Competitors and environmentalists, however, say Apple's green efforts have less to do with cleaning up its products and manufacturing and more to do with marketing. In a recent blog posting, a senior executive at Round Rock, Texas-based Dell Inc. said he was "surprised" by Apple's claims of environmental-friendliness. Environmental groups, like Greenpeace, point to surveys ranking Apple below other computer makers, such as Dell and Hewlett-Packard Co. in green practices.


"Apple is... guilty of using 'green' as a marketing ploy, rather than making green a core part of their business practices," said Stephen Stokes, vice president of business and climate change at AMR Research Inc.

Determining Apple's "green-ness" is difficult because much of the information reported to authorities, like the Environmental Protection Agency, is provided voluntarily.
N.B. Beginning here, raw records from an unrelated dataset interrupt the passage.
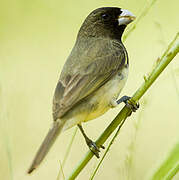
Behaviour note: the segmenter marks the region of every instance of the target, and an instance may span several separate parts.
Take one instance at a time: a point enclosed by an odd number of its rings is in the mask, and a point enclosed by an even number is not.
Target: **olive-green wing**
[[[93,60],[74,75],[59,80],[53,99],[54,120],[61,118],[76,103],[104,85],[125,63],[123,50]]]

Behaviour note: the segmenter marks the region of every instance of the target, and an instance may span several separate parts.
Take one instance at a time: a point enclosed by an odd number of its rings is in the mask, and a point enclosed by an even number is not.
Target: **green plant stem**
[[[127,117],[126,117],[126,118],[127,118]],[[101,163],[103,162],[105,156],[107,155],[107,152],[109,151],[110,147],[112,146],[114,140],[116,139],[117,135],[119,134],[119,131],[120,131],[122,125],[124,124],[124,122],[125,122],[125,119],[121,122],[120,126],[118,127],[118,130],[116,131],[116,133],[114,134],[112,140],[110,141],[110,143],[109,143],[109,145],[108,145],[108,147],[107,147],[107,149],[106,149],[103,157],[101,158],[101,160],[99,161],[97,167],[95,168],[94,172],[92,173],[92,175],[91,175],[91,177],[90,177],[90,180],[93,180],[93,179],[94,179],[94,176],[96,175],[96,173],[97,173],[97,171],[98,171]]]
[[[177,33],[176,37],[169,44],[168,47],[170,47],[170,49],[167,48],[167,52],[164,52],[162,58],[157,60],[158,63],[156,64],[150,75],[147,78],[145,78],[145,82],[134,93],[131,102],[133,103],[137,102],[144,95],[144,93],[149,89],[149,87],[153,84],[153,82],[157,79],[157,77],[161,74],[161,72],[167,67],[167,65],[179,52],[179,33]],[[124,120],[129,114],[130,114],[130,109],[127,106],[125,106],[116,116],[116,118],[111,122],[111,124],[104,130],[104,132],[96,141],[96,144],[98,146],[104,144],[104,142],[108,139],[111,133],[119,126],[122,120]],[[85,157],[79,162],[79,164],[73,170],[72,174],[67,179],[68,180],[75,179],[92,157],[93,157],[93,153],[91,151],[88,151]]]
[[[74,139],[75,139],[77,130],[78,130],[78,127],[75,128],[75,130],[74,130],[74,132],[73,132],[73,134],[72,134],[70,143],[69,143],[69,145],[68,145],[68,148],[67,148],[67,150],[66,150],[64,159],[63,159],[63,161],[62,161],[62,164],[60,163],[60,169],[59,169],[59,172],[58,172],[58,175],[57,175],[57,180],[60,180],[61,172],[63,173],[63,167],[65,166],[66,160],[67,160],[67,158],[68,158],[68,156],[69,156],[69,154],[70,154],[71,147],[72,147],[73,141],[74,141]],[[64,176],[64,173],[63,173],[63,177],[65,177],[65,176]],[[64,179],[65,179],[65,178],[64,178]]]
[[[179,143],[177,143],[164,162],[150,178],[151,180],[171,180],[179,171]]]

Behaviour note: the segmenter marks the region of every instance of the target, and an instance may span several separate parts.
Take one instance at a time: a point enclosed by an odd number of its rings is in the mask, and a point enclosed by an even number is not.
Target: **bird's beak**
[[[121,9],[122,13],[118,17],[118,23],[120,25],[128,25],[135,20],[135,16],[126,9]]]

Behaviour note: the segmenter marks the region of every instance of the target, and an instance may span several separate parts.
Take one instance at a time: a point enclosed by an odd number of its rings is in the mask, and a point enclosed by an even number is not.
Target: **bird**
[[[134,19],[130,11],[119,7],[97,8],[86,17],[55,88],[52,127],[28,169],[29,174],[40,165],[59,134],[75,125],[99,158],[99,148],[104,147],[98,147],[86,135],[82,123],[96,119],[121,102],[127,104],[130,99],[123,96],[117,100],[129,69],[122,35]]]

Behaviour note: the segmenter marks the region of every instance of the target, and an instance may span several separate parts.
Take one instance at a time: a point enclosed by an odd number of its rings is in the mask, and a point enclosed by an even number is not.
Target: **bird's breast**
[[[90,98],[91,111],[85,121],[95,119],[111,107],[111,101],[117,100],[128,77],[128,66],[124,66],[112,79],[99,88]]]

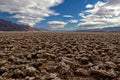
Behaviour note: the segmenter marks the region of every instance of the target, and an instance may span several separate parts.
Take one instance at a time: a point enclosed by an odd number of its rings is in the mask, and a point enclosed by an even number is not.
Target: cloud
[[[63,17],[65,17],[65,18],[73,18],[73,16],[71,16],[71,15],[63,15]]]
[[[81,12],[78,27],[85,29],[120,26],[120,0],[98,1],[92,9]]]
[[[67,23],[63,21],[49,21],[48,25],[53,29],[61,29],[64,28]]]
[[[86,5],[86,8],[93,8],[93,5],[92,4],[88,4],[88,5]]]
[[[50,15],[59,15],[50,7],[61,4],[63,0],[0,0],[0,12],[14,14],[19,23],[35,25]]]
[[[70,23],[78,23],[78,20],[73,20],[73,19],[72,19],[72,20],[70,20],[69,22],[70,22]]]

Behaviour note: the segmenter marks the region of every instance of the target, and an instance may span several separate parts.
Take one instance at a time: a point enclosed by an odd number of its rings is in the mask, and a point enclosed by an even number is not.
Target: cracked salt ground
[[[0,32],[0,80],[120,80],[120,33]]]

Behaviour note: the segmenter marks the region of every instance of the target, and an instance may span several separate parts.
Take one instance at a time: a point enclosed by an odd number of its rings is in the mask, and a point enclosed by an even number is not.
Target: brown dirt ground
[[[120,32],[0,32],[0,80],[120,80]]]

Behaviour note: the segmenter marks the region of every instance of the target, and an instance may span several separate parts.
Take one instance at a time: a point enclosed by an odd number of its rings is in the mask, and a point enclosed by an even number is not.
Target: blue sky
[[[119,0],[0,0],[0,19],[50,30],[118,27]]]

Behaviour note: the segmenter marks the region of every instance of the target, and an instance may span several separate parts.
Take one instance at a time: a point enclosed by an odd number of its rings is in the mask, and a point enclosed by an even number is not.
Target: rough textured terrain
[[[0,80],[120,80],[120,33],[0,32]]]

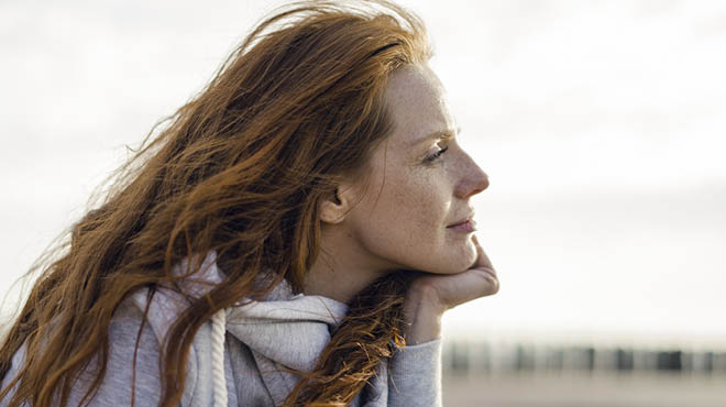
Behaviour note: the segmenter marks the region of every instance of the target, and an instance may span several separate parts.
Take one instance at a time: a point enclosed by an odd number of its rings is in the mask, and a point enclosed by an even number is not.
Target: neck
[[[386,274],[371,264],[361,248],[340,228],[324,228],[321,251],[305,277],[305,295],[319,295],[348,304],[358,293]]]

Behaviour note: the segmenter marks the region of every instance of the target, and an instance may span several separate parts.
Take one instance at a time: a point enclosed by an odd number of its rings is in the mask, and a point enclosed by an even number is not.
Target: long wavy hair
[[[26,358],[0,399],[65,406],[79,373],[92,369],[90,402],[119,304],[141,288],[175,286],[200,262],[184,275],[172,273],[175,264],[216,251],[224,280],[189,298],[160,354],[160,405],[178,405],[190,345],[216,311],[261,299],[283,279],[302,290],[319,255],[321,201],[341,177],[364,176],[371,151],[391,133],[389,75],[429,57],[419,18],[387,1],[297,2],[263,20],[202,91],[150,132],[97,209],[33,266],[38,277],[4,338],[0,380],[23,343]],[[274,278],[260,287],[263,272]],[[402,340],[406,278],[389,274],[351,300],[287,406],[353,400]]]

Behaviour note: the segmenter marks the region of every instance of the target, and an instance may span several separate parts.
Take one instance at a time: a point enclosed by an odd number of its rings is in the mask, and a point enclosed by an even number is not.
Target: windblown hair
[[[341,177],[366,174],[371,151],[392,131],[389,75],[429,57],[421,21],[386,1],[299,2],[262,21],[31,270],[38,278],[0,350],[0,380],[23,343],[26,359],[0,399],[65,406],[90,370],[89,402],[106,374],[120,302],[141,288],[153,296],[178,287],[200,262],[184,275],[172,273],[175,264],[216,251],[224,280],[189,298],[160,354],[160,405],[178,405],[190,345],[216,311],[262,299],[283,279],[302,290],[320,251],[320,204]],[[274,277],[262,288],[261,273]],[[353,298],[286,405],[350,404],[403,340],[405,288],[394,273]]]

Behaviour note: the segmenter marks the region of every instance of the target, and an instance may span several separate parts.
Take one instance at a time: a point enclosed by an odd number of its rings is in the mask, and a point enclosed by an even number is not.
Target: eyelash
[[[428,157],[426,157],[426,162],[427,163],[433,163],[435,161],[437,161],[437,158],[439,158],[441,155],[443,155],[443,153],[446,153],[448,150],[449,150],[449,146],[447,145],[446,147],[443,147],[443,148],[437,151],[436,153],[429,155]]]

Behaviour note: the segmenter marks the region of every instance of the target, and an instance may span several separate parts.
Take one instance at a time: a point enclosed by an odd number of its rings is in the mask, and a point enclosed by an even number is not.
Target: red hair
[[[0,378],[23,343],[26,361],[0,399],[16,385],[10,407],[64,406],[75,377],[97,358],[90,400],[106,373],[119,304],[139,288],[188,277],[200,264],[185,276],[172,266],[213,250],[224,282],[190,298],[160,355],[161,405],[178,405],[202,323],[242,297],[262,298],[283,278],[302,289],[318,256],[320,202],[340,177],[365,174],[370,152],[392,129],[388,76],[429,55],[420,20],[386,1],[295,3],[260,23],[119,169],[102,205],[37,263],[40,278],[0,350]],[[262,271],[275,278],[258,289],[252,283]],[[394,274],[359,294],[287,405],[352,402],[400,339],[404,289]]]

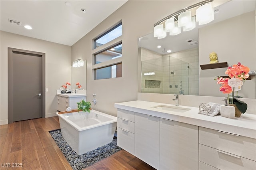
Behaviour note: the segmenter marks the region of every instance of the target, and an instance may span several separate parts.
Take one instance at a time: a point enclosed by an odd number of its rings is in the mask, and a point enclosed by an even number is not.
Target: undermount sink
[[[181,113],[185,112],[191,109],[182,107],[180,106],[171,106],[165,105],[159,105],[152,107],[152,108],[163,111],[171,111],[173,112]]]

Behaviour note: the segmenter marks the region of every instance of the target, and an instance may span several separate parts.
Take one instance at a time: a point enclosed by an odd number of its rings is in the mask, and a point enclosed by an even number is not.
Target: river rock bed
[[[50,132],[73,170],[84,169],[121,150],[117,146],[117,139],[97,149],[79,155],[70,146],[61,134],[60,129]]]

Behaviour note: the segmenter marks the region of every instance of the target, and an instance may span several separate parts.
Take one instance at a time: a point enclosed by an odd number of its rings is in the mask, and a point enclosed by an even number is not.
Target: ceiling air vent
[[[21,25],[21,22],[19,21],[15,21],[15,20],[12,20],[11,19],[8,19],[8,20],[9,20],[9,22],[10,22],[10,23],[16,24],[18,26]]]
[[[188,44],[191,45],[196,45],[196,44],[198,44],[198,42],[189,42]]]
[[[218,13],[219,12],[220,12],[220,9],[218,7],[216,7],[213,9],[213,13],[214,14]]]

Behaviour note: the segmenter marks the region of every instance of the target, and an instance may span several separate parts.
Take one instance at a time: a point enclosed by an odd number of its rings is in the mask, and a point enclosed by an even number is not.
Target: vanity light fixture
[[[198,2],[158,21],[154,24],[154,36],[158,39],[163,38],[168,32],[170,32],[171,36],[176,35],[180,33],[181,27],[183,27],[183,31],[187,31],[196,27],[196,21],[198,22],[199,25],[202,25],[213,20],[213,9],[212,8],[212,4],[209,3],[212,1],[213,0],[206,0]],[[189,10],[198,7],[199,7],[196,10],[196,16],[191,16],[191,11]],[[164,21],[164,27],[163,23]]]
[[[80,67],[84,66],[84,61],[82,59],[78,59],[73,62],[72,67]]]
[[[147,73],[144,73],[144,75],[154,75],[155,72],[148,72]]]
[[[191,22],[191,11],[187,11],[182,12],[178,17],[179,27],[184,27]]]
[[[202,5],[196,10],[196,21],[198,22],[199,25],[208,23],[214,20],[214,13],[212,4]]]
[[[180,27],[178,26],[178,23],[174,24],[174,28],[170,31],[170,36],[175,36],[180,34],[181,32]]]
[[[183,27],[183,31],[188,31],[192,30],[196,28],[196,17],[191,17],[191,22]]]

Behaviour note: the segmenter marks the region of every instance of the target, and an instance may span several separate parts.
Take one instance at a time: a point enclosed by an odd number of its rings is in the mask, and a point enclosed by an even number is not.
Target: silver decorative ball
[[[208,113],[211,110],[212,107],[209,104],[202,103],[199,105],[199,111],[202,113]]]

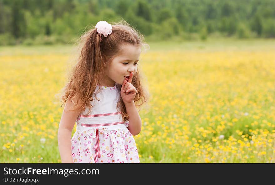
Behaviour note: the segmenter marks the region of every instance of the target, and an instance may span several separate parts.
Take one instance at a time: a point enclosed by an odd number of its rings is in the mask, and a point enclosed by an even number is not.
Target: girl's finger
[[[128,95],[131,92],[135,92],[135,89],[132,88],[130,88],[126,90],[125,92],[126,95]]]
[[[123,82],[123,83],[122,84],[122,86],[121,86],[121,90],[123,90],[124,89],[124,86],[125,86],[125,84],[126,83],[127,83],[127,81],[126,80],[124,80],[124,81]]]
[[[124,85],[124,90],[126,90],[127,89],[127,88],[128,88],[128,87],[130,87],[130,86],[132,86],[133,85],[132,84],[128,82],[127,82],[126,84],[125,84],[125,85]]]
[[[128,82],[131,83],[132,82],[132,80],[133,79],[133,76],[134,75],[134,73],[133,72],[130,73],[130,76],[128,80]]]

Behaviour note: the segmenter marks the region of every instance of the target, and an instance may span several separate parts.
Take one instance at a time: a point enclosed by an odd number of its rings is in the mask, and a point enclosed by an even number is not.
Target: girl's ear
[[[106,60],[106,57],[105,56],[102,56],[102,61],[103,62],[103,65],[104,67],[107,66],[107,61]]]

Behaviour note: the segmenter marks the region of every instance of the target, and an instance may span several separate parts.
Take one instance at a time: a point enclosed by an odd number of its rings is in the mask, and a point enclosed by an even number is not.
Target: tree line
[[[0,0],[0,45],[73,43],[122,18],[152,40],[275,37],[274,0]]]

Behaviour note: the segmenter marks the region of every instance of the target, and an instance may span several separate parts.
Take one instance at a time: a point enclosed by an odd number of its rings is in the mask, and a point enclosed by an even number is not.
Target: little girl
[[[136,106],[147,102],[148,94],[138,64],[142,47],[148,45],[124,21],[99,21],[81,38],[80,54],[62,96],[62,162],[139,163],[132,136],[141,129]]]

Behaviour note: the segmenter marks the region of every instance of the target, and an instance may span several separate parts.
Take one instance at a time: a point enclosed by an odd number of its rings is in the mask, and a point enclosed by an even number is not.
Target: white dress
[[[123,121],[117,109],[121,86],[117,83],[112,87],[102,86],[96,95],[100,101],[95,99],[94,93],[91,112],[83,115],[88,112],[86,108],[78,118],[72,139],[74,163],[139,163],[134,139],[127,128],[128,121]]]

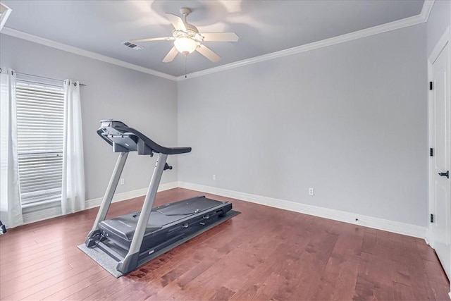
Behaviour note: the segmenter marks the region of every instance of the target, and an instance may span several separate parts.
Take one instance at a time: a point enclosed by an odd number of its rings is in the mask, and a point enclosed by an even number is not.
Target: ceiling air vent
[[[137,45],[136,44],[130,43],[130,42],[124,42],[123,44],[128,48],[131,48],[135,50],[140,50],[144,48],[142,46]]]

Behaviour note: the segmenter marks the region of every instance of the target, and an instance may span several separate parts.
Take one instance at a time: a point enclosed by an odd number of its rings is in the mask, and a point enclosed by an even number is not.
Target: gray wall
[[[179,180],[426,226],[426,27],[180,82]]]
[[[427,23],[428,57],[448,26],[451,26],[451,1],[435,0]]]
[[[86,176],[86,197],[103,196],[117,154],[96,133],[101,119],[115,118],[135,128],[163,145],[177,144],[177,82],[85,56],[0,35],[0,66],[19,73],[87,85],[81,87]],[[130,154],[123,173],[125,184],[117,192],[146,188],[156,156]],[[162,183],[177,180],[174,169]]]

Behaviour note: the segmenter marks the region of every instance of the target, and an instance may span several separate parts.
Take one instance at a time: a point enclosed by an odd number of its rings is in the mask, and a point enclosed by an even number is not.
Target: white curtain
[[[0,220],[13,228],[23,223],[17,153],[16,73],[1,68],[0,82]]]
[[[63,214],[85,209],[85,168],[80,82],[64,81]]]

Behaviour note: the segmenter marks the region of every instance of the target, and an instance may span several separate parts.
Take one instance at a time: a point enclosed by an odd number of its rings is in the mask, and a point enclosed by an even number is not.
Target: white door
[[[430,63],[429,134],[433,149],[429,164],[431,245],[451,279],[451,103],[450,101],[450,33],[441,39]]]

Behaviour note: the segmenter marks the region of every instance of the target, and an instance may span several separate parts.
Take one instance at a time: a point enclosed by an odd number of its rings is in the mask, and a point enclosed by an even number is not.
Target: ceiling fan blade
[[[164,59],[163,59],[163,63],[171,62],[178,53],[178,51],[177,50],[177,49],[175,47],[172,47],[172,49],[169,50],[169,52],[168,52],[168,54],[166,54]]]
[[[166,13],[166,18],[171,22],[171,24],[177,30],[183,30],[185,32],[187,32],[186,26],[185,26],[185,22],[183,20],[178,16],[173,15],[172,13]]]
[[[213,62],[221,61],[221,56],[206,46],[201,44],[196,48],[196,51]]]
[[[238,36],[235,32],[207,32],[201,34],[204,41],[237,42]]]
[[[147,39],[130,39],[130,42],[133,43],[140,43],[143,42],[152,42],[152,41],[169,41],[171,39],[175,39],[173,37],[149,37]]]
Both Apple and its detractors have ample data to make their cases. However, Apple's recent decision to highlight its environmental efforts leaves the company's eco-track record open to scrutiny and criticism at a time when green issues are coming to the fore.

Success in promoting its record could help Apple lure more consumers, who are increasingly considering the environmental impact of their choices, to the company's products. That could help Apple spur sales and its slumping share price, which has fallen 57% so far this year, far worse than Morgan Stanley Technology Index's 47% drop.

Apple declined to comment for this story, but Apple Chief Executive Steve Jobs said in an October report on Apple's Web site that his company was committed to developing green practices.

"I'm proud to report that all of Apple's new product designs are on track to meet our 2008 year-end goal," Jobs wrote. Among those: eliminating polyvinyl chloride and brominated flame retardants from all its products by 2009, and removing mercury and arsenic from its products' displays.